Disgusted by Prime Minister Disraeli's inaction and, even worse, indifference, after reports that the Turks had massacred as many as 12,000 Bulgarian Christians, Mr. Gladstone publishes a pamphlet entitled "The Bulgarian Horrors and the Question of the East." In a month, 200,000 copies are sold as the country splits into bitterly partisan pro- and anti- Turk camps.
Gladstone is now 65 and had been in semi-retirement, happily reading his Aquinas and Scott when The Daily News began reporting on tales of the fiendish butchery in the Balkans. Disraeli, who dismissed reports of widespread torture as "mere coffee house babble," glibly told the Commons that the Turks "generally terminate their connection with culprits in a more expeditious manner."

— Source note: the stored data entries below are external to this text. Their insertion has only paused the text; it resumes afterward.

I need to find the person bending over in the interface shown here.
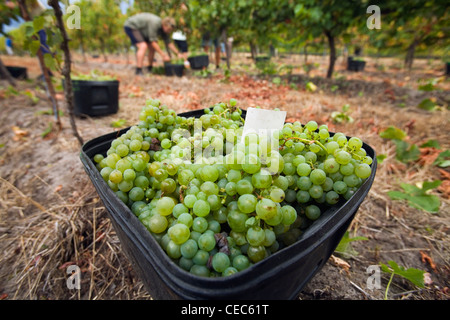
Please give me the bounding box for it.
[124,13,183,75]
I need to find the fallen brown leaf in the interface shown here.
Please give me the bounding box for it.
[12,126,28,141]
[420,251,437,271]
[330,255,351,274]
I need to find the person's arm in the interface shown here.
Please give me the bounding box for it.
[150,41,170,62]
[168,42,183,59]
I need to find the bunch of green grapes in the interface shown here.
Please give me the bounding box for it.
[93,98,373,277]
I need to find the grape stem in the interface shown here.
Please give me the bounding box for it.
[285,137,328,153]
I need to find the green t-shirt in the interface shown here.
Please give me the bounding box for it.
[124,13,168,42]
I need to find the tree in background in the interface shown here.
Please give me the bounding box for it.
[293,0,367,78]
[376,0,449,70]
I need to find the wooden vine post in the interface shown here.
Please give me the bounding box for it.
[48,0,83,146]
[17,0,62,131]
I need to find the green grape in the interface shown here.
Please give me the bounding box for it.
[281,205,297,226]
[109,169,123,184]
[325,190,340,205]
[134,175,149,189]
[197,232,216,251]
[200,181,219,195]
[252,170,272,189]
[166,240,181,259]
[309,143,321,153]
[309,185,323,199]
[305,120,318,132]
[273,175,289,191]
[184,194,197,208]
[237,194,258,213]
[340,163,355,176]
[168,223,190,245]
[348,137,363,151]
[116,190,128,203]
[172,203,188,218]
[324,158,340,174]
[129,187,145,201]
[118,180,133,192]
[192,250,209,265]
[227,169,241,182]
[310,169,327,185]
[282,163,296,176]
[344,174,361,188]
[123,168,136,181]
[335,150,351,165]
[363,156,373,165]
[200,165,219,182]
[178,257,193,271]
[192,216,208,233]
[305,205,321,220]
[94,154,104,164]
[161,178,177,194]
[193,199,211,217]
[177,212,193,228]
[207,194,222,211]
[326,141,340,155]
[319,128,330,140]
[156,196,176,216]
[242,153,261,174]
[129,139,142,152]
[292,155,306,167]
[296,190,310,203]
[232,254,250,271]
[132,158,147,171]
[262,228,276,247]
[161,138,172,149]
[297,176,312,191]
[297,163,311,176]
[208,219,221,233]
[212,252,231,273]
[246,226,265,246]
[255,198,278,221]
[178,169,194,186]
[264,204,283,226]
[236,179,254,195]
[321,177,334,192]
[180,239,198,259]
[355,163,371,179]
[247,245,266,263]
[269,187,285,203]
[225,181,237,196]
[333,181,348,195]
[227,210,248,232]
[148,214,168,233]
[222,267,238,276]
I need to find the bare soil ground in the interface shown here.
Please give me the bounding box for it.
[0,52,449,300]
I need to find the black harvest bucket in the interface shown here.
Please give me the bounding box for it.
[79,109,377,299]
[1,66,28,80]
[188,55,209,70]
[71,79,119,117]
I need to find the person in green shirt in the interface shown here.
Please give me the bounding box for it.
[124,13,183,75]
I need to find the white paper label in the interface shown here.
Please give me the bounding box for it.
[241,107,286,142]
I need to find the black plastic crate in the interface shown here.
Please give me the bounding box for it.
[80,109,377,300]
[1,66,28,80]
[347,57,366,72]
[164,63,184,77]
[188,55,209,70]
[71,79,119,117]
[255,55,270,63]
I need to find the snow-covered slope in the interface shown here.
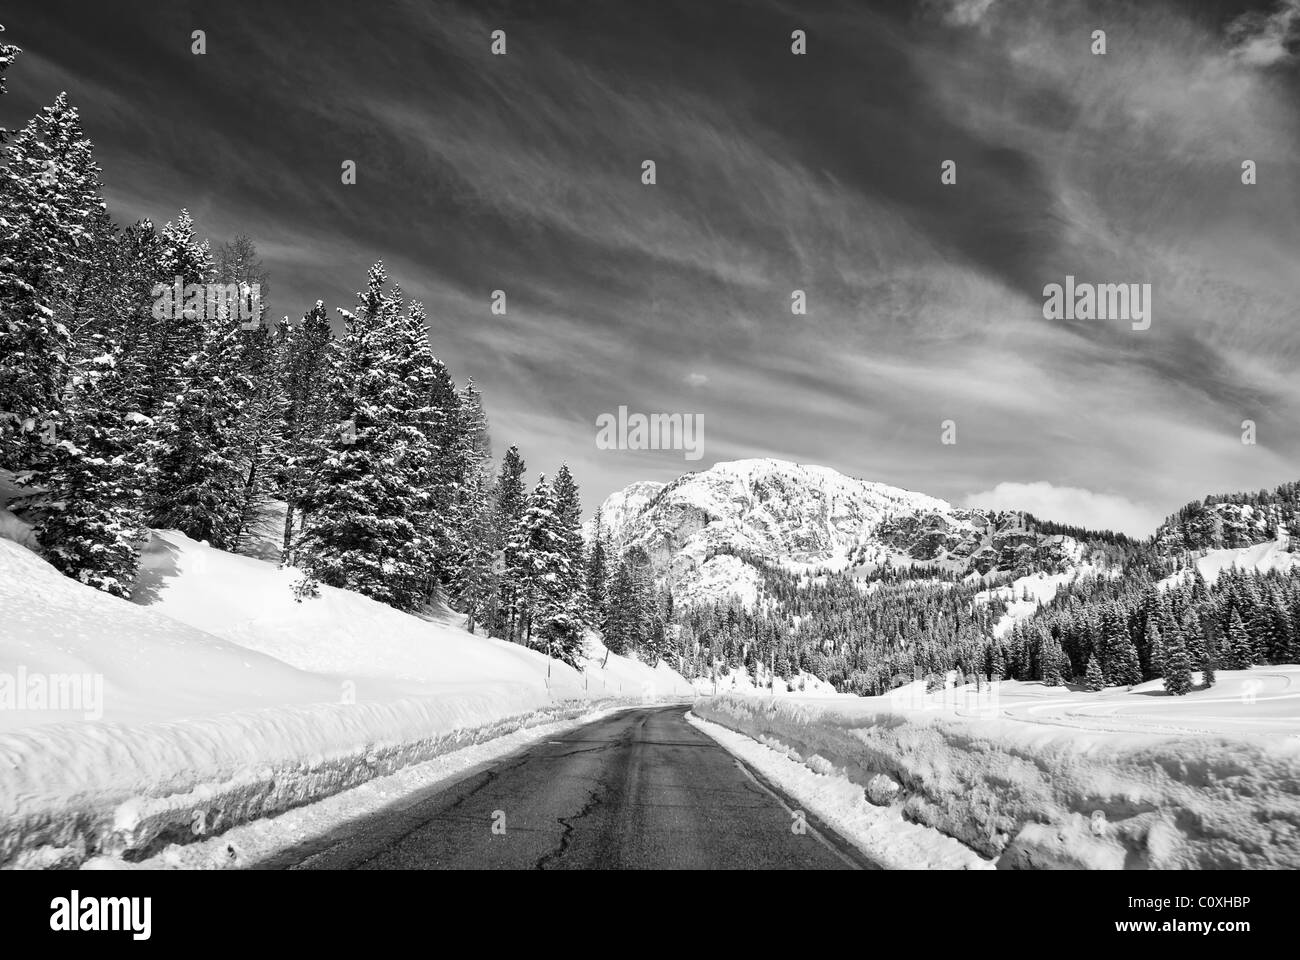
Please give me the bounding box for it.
[0,529,691,868]
[588,479,665,542]
[1182,539,1300,585]
[0,537,339,730]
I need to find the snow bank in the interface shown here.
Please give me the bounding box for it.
[686,711,992,870]
[0,530,691,868]
[692,686,1300,869]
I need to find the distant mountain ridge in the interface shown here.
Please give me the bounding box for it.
[592,459,1131,606]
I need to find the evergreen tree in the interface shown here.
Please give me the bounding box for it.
[551,463,585,574]
[1108,613,1143,686]
[603,557,638,656]
[276,301,336,563]
[140,210,213,415]
[0,38,19,115]
[491,445,527,640]
[442,378,494,615]
[1042,639,1064,686]
[1202,624,1217,688]
[1180,611,1207,675]
[449,463,496,633]
[1144,617,1164,680]
[1224,608,1254,670]
[584,510,610,626]
[509,474,576,657]
[31,347,147,597]
[990,641,1007,681]
[0,94,105,469]
[149,309,252,548]
[294,264,434,611]
[1162,629,1193,696]
[1083,654,1105,692]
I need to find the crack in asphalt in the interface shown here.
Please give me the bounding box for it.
[530,720,640,869]
[532,782,606,870]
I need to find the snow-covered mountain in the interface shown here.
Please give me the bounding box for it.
[593,458,1099,606]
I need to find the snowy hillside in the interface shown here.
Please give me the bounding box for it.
[1159,539,1300,590]
[0,528,691,868]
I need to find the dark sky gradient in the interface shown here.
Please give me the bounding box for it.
[3,0,1298,533]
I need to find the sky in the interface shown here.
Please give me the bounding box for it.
[2,0,1298,535]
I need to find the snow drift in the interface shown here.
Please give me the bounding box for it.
[693,678,1300,869]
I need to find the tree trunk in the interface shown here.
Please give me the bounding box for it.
[281,501,295,566]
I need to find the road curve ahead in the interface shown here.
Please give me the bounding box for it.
[271,704,876,870]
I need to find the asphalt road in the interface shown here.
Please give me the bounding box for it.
[266,704,876,870]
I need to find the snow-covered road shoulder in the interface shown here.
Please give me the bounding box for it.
[684,710,993,870]
[692,691,1300,869]
[82,705,646,870]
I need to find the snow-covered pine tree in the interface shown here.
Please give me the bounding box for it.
[549,462,587,624]
[1202,623,1217,689]
[450,462,496,633]
[1083,653,1105,692]
[214,236,284,553]
[1144,617,1164,680]
[295,265,434,611]
[491,445,527,640]
[515,474,576,650]
[149,318,252,547]
[1181,607,1206,667]
[443,380,496,631]
[627,547,657,662]
[1162,629,1193,696]
[139,211,213,417]
[147,219,260,550]
[276,301,336,564]
[602,557,637,656]
[1268,595,1294,664]
[551,464,585,569]
[0,37,19,113]
[584,509,610,626]
[0,93,105,470]
[1042,637,1064,686]
[1104,606,1142,686]
[28,211,153,597]
[1224,608,1253,670]
[990,640,1007,681]
[415,313,465,589]
[1180,610,1207,677]
[31,346,147,597]
[382,297,441,599]
[1159,599,1185,673]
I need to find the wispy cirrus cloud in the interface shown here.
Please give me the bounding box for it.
[1,0,1295,520]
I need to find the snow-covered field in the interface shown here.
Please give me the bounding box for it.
[693,672,1300,869]
[0,525,691,869]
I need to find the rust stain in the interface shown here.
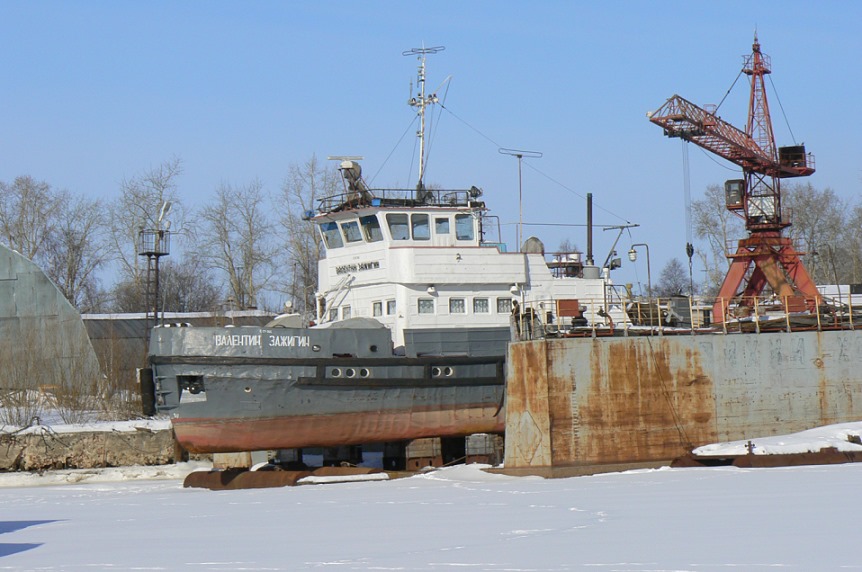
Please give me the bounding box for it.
[509,336,718,468]
[175,402,504,454]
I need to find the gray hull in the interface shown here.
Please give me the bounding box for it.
[149,324,508,453]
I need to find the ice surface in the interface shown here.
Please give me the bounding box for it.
[1,422,861,569]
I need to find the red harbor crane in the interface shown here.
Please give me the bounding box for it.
[648,34,818,323]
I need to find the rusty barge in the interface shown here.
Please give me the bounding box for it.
[503,314,862,474]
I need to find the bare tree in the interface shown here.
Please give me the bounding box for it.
[110,257,223,313]
[692,184,745,294]
[782,182,847,284]
[0,176,65,260]
[197,180,276,310]
[158,258,223,312]
[655,257,696,297]
[41,194,110,312]
[108,157,186,282]
[557,238,580,253]
[276,156,339,315]
[838,204,862,284]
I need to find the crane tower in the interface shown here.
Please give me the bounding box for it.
[648,34,818,323]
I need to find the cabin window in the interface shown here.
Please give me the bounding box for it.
[386,214,409,240]
[473,298,489,313]
[411,214,430,240]
[360,215,383,242]
[342,305,352,319]
[455,214,474,241]
[435,217,450,235]
[386,300,396,315]
[341,221,363,243]
[497,298,513,313]
[320,222,344,249]
[372,301,383,317]
[418,298,435,314]
[449,298,466,314]
[328,308,338,321]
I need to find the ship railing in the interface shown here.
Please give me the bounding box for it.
[316,188,484,214]
[712,293,857,333]
[511,296,630,341]
[512,292,859,340]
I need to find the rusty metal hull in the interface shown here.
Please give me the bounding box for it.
[505,330,862,469]
[173,405,505,453]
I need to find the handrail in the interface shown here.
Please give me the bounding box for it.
[509,292,860,341]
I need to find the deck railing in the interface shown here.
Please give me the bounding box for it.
[512,292,859,341]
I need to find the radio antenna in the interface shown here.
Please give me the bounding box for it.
[403,45,445,190]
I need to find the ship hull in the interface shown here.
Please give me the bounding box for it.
[149,324,507,454]
[173,404,505,454]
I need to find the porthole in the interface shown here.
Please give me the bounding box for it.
[431,367,442,377]
[359,368,370,378]
[444,367,454,377]
[370,345,378,353]
[345,368,356,378]
[312,344,321,352]
[332,368,342,378]
[244,386,252,393]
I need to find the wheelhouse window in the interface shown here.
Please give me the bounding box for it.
[372,301,383,317]
[435,217,450,235]
[360,215,383,242]
[341,220,363,243]
[418,298,435,314]
[449,298,466,314]
[386,213,409,240]
[341,305,352,319]
[386,300,396,315]
[497,298,513,314]
[328,308,338,321]
[411,214,430,240]
[455,214,474,241]
[320,222,344,249]
[473,298,489,313]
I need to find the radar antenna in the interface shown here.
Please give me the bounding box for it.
[403,45,445,191]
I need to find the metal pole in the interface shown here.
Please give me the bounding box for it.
[630,243,652,302]
[499,148,542,252]
[517,155,523,250]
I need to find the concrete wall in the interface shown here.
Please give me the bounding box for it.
[505,330,862,469]
[0,427,178,471]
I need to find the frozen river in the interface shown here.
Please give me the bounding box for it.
[1,460,860,571]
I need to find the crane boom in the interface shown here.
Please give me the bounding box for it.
[649,95,814,179]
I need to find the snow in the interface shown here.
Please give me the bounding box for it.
[2,418,171,436]
[1,462,861,570]
[2,423,862,569]
[693,421,862,456]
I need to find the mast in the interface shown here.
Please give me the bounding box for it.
[403,45,445,190]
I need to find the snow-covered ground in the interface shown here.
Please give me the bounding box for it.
[1,422,862,570]
[0,424,862,572]
[1,462,860,570]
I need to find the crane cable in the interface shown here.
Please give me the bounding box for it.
[682,140,695,295]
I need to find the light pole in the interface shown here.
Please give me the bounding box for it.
[499,147,542,251]
[138,201,172,358]
[628,243,652,302]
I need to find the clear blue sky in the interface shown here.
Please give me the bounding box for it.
[2,1,859,293]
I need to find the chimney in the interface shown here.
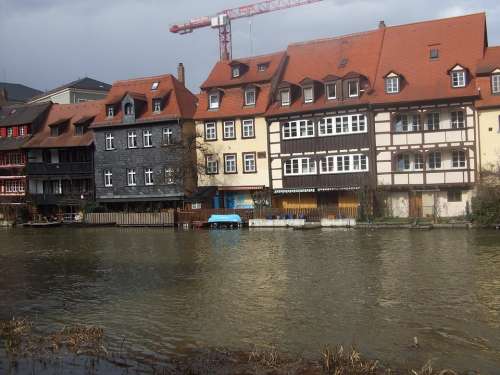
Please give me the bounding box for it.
[177,63,185,86]
[378,20,386,29]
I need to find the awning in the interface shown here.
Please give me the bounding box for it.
[274,188,315,194]
[217,185,265,191]
[317,186,360,192]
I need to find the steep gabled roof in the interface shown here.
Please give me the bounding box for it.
[0,102,52,127]
[30,77,111,102]
[371,13,486,105]
[476,46,500,109]
[201,51,286,89]
[477,46,500,75]
[92,74,197,128]
[0,82,42,103]
[23,101,102,149]
[267,29,384,116]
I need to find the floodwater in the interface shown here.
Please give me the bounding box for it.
[0,227,500,373]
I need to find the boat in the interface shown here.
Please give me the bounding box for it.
[208,214,242,229]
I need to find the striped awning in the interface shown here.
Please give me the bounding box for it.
[274,188,315,194]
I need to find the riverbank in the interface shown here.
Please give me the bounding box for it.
[0,319,466,375]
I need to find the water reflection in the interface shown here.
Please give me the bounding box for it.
[0,227,499,372]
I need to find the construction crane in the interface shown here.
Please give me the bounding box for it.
[170,0,324,61]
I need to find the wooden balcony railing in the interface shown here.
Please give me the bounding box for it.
[26,162,93,175]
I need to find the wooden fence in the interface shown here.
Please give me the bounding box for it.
[177,206,358,224]
[84,211,174,226]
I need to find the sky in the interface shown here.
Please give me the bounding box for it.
[1,0,499,94]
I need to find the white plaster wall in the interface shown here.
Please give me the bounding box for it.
[390,192,409,218]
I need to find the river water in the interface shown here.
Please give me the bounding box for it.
[0,227,499,373]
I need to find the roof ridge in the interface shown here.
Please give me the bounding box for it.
[288,29,380,48]
[230,50,286,63]
[113,73,174,85]
[385,12,485,30]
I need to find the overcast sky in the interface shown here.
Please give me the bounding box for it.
[1,0,499,94]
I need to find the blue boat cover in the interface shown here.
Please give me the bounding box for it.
[208,214,242,223]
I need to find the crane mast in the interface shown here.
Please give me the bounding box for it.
[170,0,323,61]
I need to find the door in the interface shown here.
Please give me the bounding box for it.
[409,191,423,218]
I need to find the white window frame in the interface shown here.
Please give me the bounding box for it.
[127,169,137,186]
[385,76,400,94]
[394,114,421,132]
[105,132,115,150]
[143,129,153,148]
[284,157,317,176]
[204,122,217,140]
[414,153,424,170]
[319,154,368,174]
[223,121,236,139]
[19,127,25,136]
[452,150,466,168]
[7,127,13,137]
[165,168,176,184]
[451,111,465,129]
[282,119,314,140]
[104,170,113,187]
[428,151,442,169]
[318,114,367,136]
[206,155,218,174]
[162,128,173,145]
[451,70,466,88]
[280,89,290,106]
[326,82,336,100]
[153,100,161,113]
[209,93,220,109]
[492,74,500,94]
[426,112,440,131]
[127,130,138,148]
[107,106,114,118]
[144,168,154,186]
[232,66,240,78]
[224,154,237,174]
[397,153,411,171]
[242,119,255,138]
[243,153,256,173]
[348,80,359,98]
[303,86,314,103]
[124,103,134,116]
[244,88,256,106]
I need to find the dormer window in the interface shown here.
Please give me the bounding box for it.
[151,81,159,90]
[125,103,134,116]
[492,73,500,94]
[385,75,400,94]
[107,106,114,118]
[348,80,359,98]
[451,67,466,88]
[280,89,290,106]
[303,86,314,103]
[257,63,269,72]
[244,87,256,106]
[326,82,336,100]
[232,66,240,78]
[153,99,162,113]
[75,125,84,136]
[209,92,220,109]
[7,127,13,137]
[50,126,59,137]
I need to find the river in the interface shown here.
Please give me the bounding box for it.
[0,227,499,373]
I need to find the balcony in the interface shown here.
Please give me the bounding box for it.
[28,192,94,206]
[26,162,93,176]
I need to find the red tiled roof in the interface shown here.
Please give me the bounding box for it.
[23,101,102,149]
[371,13,486,105]
[267,29,384,116]
[201,51,286,89]
[195,84,272,120]
[92,74,197,128]
[476,46,500,109]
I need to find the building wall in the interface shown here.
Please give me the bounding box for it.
[477,108,500,171]
[94,121,186,201]
[268,108,374,191]
[196,117,269,188]
[374,104,476,188]
[31,89,107,104]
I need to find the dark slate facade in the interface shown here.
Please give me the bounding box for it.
[93,121,187,204]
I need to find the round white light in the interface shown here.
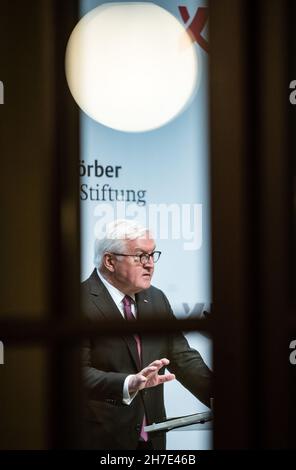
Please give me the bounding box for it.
[65,2,198,133]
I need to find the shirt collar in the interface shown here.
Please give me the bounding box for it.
[96,269,135,305]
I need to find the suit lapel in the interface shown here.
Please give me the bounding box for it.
[88,269,140,370]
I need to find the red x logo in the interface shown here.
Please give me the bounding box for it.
[179,6,209,53]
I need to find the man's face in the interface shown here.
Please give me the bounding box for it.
[110,234,156,295]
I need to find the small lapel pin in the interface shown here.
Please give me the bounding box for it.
[144,299,148,303]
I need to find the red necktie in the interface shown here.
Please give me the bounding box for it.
[122,295,148,442]
[122,295,141,359]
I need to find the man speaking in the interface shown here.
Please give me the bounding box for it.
[82,219,212,450]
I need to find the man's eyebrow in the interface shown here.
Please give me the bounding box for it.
[133,247,156,253]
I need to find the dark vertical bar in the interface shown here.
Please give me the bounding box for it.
[257,0,291,448]
[48,0,82,449]
[211,0,294,449]
[210,0,253,448]
[244,0,263,449]
[287,0,296,447]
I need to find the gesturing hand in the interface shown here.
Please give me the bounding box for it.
[128,358,175,394]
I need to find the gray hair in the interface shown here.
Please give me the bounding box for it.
[94,219,150,269]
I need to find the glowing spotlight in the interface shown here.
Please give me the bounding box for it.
[65,2,198,132]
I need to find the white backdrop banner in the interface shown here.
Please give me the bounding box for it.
[78,0,212,450]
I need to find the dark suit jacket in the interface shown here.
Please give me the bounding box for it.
[81,269,213,450]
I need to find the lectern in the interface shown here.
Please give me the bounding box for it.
[144,411,213,434]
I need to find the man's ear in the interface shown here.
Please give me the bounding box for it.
[103,253,115,272]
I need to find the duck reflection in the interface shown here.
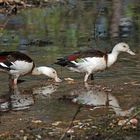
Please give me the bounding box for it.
[0,85,34,112]
[71,84,135,116]
[0,83,59,112]
[32,84,58,98]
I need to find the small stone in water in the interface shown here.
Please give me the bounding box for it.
[23,136,28,140]
[19,130,24,133]
[67,129,74,134]
[64,78,74,81]
[31,120,42,123]
[130,118,138,125]
[118,120,127,126]
[36,135,42,139]
[52,121,61,126]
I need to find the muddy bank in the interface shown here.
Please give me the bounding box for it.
[0,80,140,140]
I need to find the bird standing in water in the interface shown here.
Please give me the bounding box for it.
[0,51,61,86]
[55,42,135,82]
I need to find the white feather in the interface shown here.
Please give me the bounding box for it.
[10,61,34,75]
[0,63,8,68]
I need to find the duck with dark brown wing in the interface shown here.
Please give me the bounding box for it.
[55,42,135,82]
[0,51,61,86]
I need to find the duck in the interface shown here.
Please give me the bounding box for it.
[55,42,135,82]
[0,51,62,86]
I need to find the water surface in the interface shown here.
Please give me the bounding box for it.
[0,1,140,139]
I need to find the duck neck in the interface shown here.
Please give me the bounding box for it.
[32,67,42,75]
[107,49,120,67]
[112,47,120,56]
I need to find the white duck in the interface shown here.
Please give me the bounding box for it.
[0,51,61,85]
[55,42,135,82]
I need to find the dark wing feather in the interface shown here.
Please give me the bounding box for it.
[0,51,33,71]
[66,49,106,60]
[78,49,106,58]
[55,49,106,67]
[0,51,33,62]
[0,52,12,62]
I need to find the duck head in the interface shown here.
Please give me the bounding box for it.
[113,42,135,55]
[32,66,62,82]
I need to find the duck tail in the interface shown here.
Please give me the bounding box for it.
[55,58,77,67]
[55,58,68,67]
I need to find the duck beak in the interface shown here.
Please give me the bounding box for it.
[127,49,135,55]
[55,77,62,82]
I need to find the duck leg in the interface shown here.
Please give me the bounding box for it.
[9,75,12,85]
[13,78,18,85]
[90,74,94,80]
[9,75,18,87]
[84,72,91,82]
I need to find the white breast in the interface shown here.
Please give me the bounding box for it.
[73,57,107,73]
[10,61,34,75]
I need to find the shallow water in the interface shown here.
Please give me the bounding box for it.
[0,1,140,139]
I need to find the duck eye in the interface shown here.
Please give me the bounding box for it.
[123,45,126,48]
[53,71,55,74]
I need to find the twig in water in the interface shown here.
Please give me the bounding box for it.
[59,105,83,140]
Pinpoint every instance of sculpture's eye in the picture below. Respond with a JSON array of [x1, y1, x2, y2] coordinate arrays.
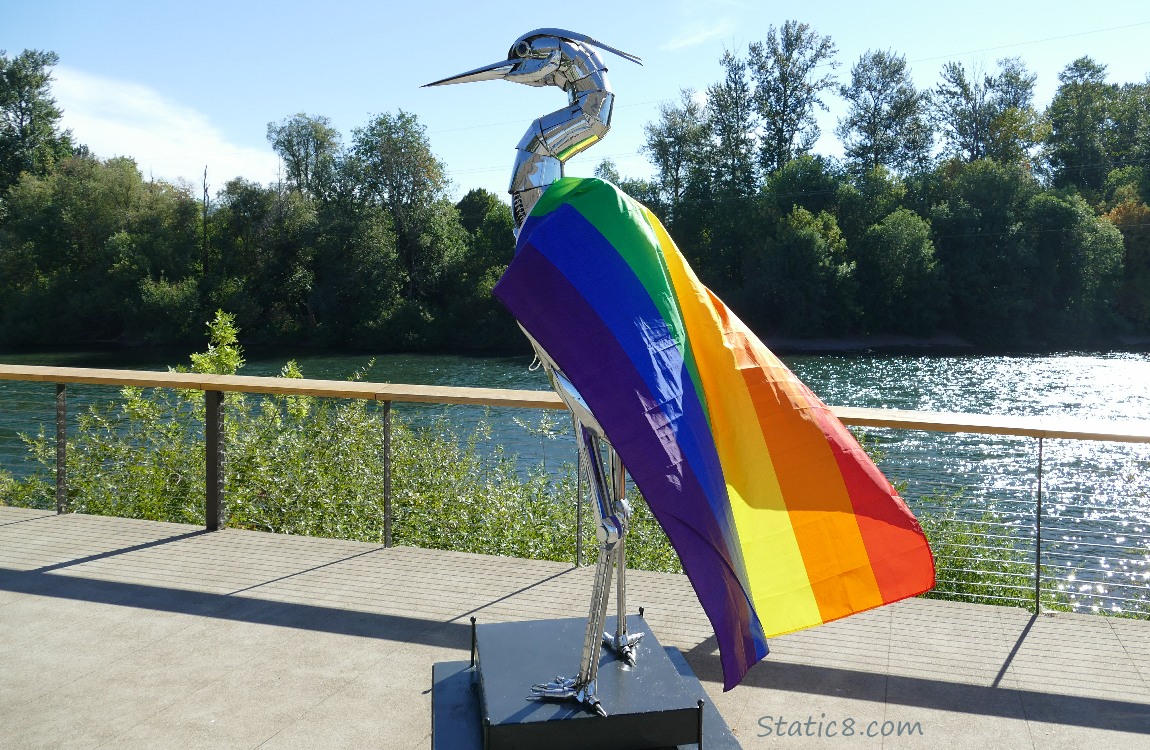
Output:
[[514, 41, 531, 58]]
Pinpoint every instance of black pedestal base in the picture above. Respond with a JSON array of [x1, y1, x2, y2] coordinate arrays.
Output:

Calling such comments immoral, Gladstone attacks the traditional British policy of using "the evil Turk" to keep Russia, Britain's rival for India, at bay. With rising anger, he condemned the infidel in a memorable peroration: "Let the Turks now carry away their abuses in the only possible way, namely by carrying off themselves. Their Zaptiehs and their Mudirs, their Bimbashis and their Yuzbachis, their Kaimakams and their Pashas, one and all, bag and baggage shall, I hope, clear out from the province they have desolated and profaned."
The pamphlet clearly signals Gladstone's return to active political life; he soon reclaimed command of the Liberal Party. Even the Queen, who dreaded the return of "that half-madman" was moved. She urged Disraeli to offer "a word of sympathy if the occasion offered." The Government is forced to abandon the pro-Turk cause for the role of mediator, leading to the Congress of Berlin the following year which achieved "peace with honor" in the troubled Balkans.
Gladstone took credit for igniting a nation in "virtuous passion." Disraeli dismissed his rival's literary attack as "Vindictive and ill-written ... of all the Bulgarian horrors, perhaps the greatest."